I didn't write over the weekend or yesterday. Today I managed 1967 words. That's just under 8 pages. Not a record-breaking day but I'm encouraged. I even managed to type a dialogue scene while waiting in the dentist's office.
I received the fiction pieces for the WorldCon writing workshop. The format is a small circle where three hopefuls (like me) get their pieces critiqued. The workshops are conducted by published authors but the participants are also expected to do a detailed critique of each piece. I haven't read the other two stories yet. I want to read them closer to the date so they are fresh in my mind for the session.
One interesting thing I did today was install Skype on my computer. It will be good to contact overseas (and long-distance) friends and relatives for free. In the long run, I also want to experiment with different ways of digital recording. I looked at an interesting tutorial about using Skype to record an interview. It recommends using Skype for public access radio or podcasts and explains how to adjust your firewall settings for optimum sound quality.
I would like to eventually podcast my school plays, maybe on schooltube.com, probably using student actors. It will take me some time to figure out the technical requirements but it would be great to put my plays out there. That way, other teachers could use them and I would find another audience.

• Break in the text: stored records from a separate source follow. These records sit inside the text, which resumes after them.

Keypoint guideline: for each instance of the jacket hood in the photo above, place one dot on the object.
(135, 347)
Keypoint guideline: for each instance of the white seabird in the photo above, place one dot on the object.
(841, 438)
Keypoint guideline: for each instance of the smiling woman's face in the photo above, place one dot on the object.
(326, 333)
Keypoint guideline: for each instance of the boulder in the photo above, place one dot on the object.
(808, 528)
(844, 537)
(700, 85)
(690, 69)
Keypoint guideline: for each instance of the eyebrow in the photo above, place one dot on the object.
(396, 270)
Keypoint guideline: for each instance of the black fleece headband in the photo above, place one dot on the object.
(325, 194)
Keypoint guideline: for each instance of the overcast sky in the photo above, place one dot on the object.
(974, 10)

Believe me, these shows are fun but time-consuming. Take my play 'Mozart's Mystic Flute,' a time travel piece featuring W.A. Mozart, warring sisters, Jimi Hendrix and Barney the dinosaur. By the time you've cast the actors, recruited a music director, rehearsed for months, drummed up 18th century costumes, taught your actors the Minuet, and tracked down 50 pocket watches for a visual gag, you're tired of the whole thing!

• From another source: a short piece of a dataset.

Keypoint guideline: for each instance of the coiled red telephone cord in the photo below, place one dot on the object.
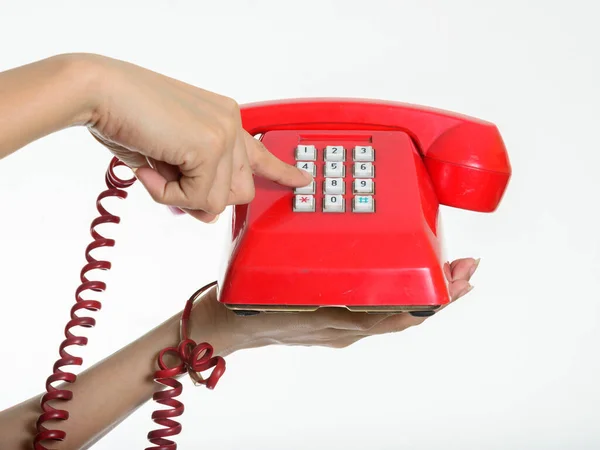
(194, 358)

The performances themselves are great for the director. I just sit back and watch the show but that's it. Once it's over, I don't produce the same show twice. I like to write a school play every second year, which gives me a backlog of four plays. Most have had a run of only seven shows apiece. It seems a shame not to use them again... just not as stage plays. Where would be the fun in doing the same thing twice?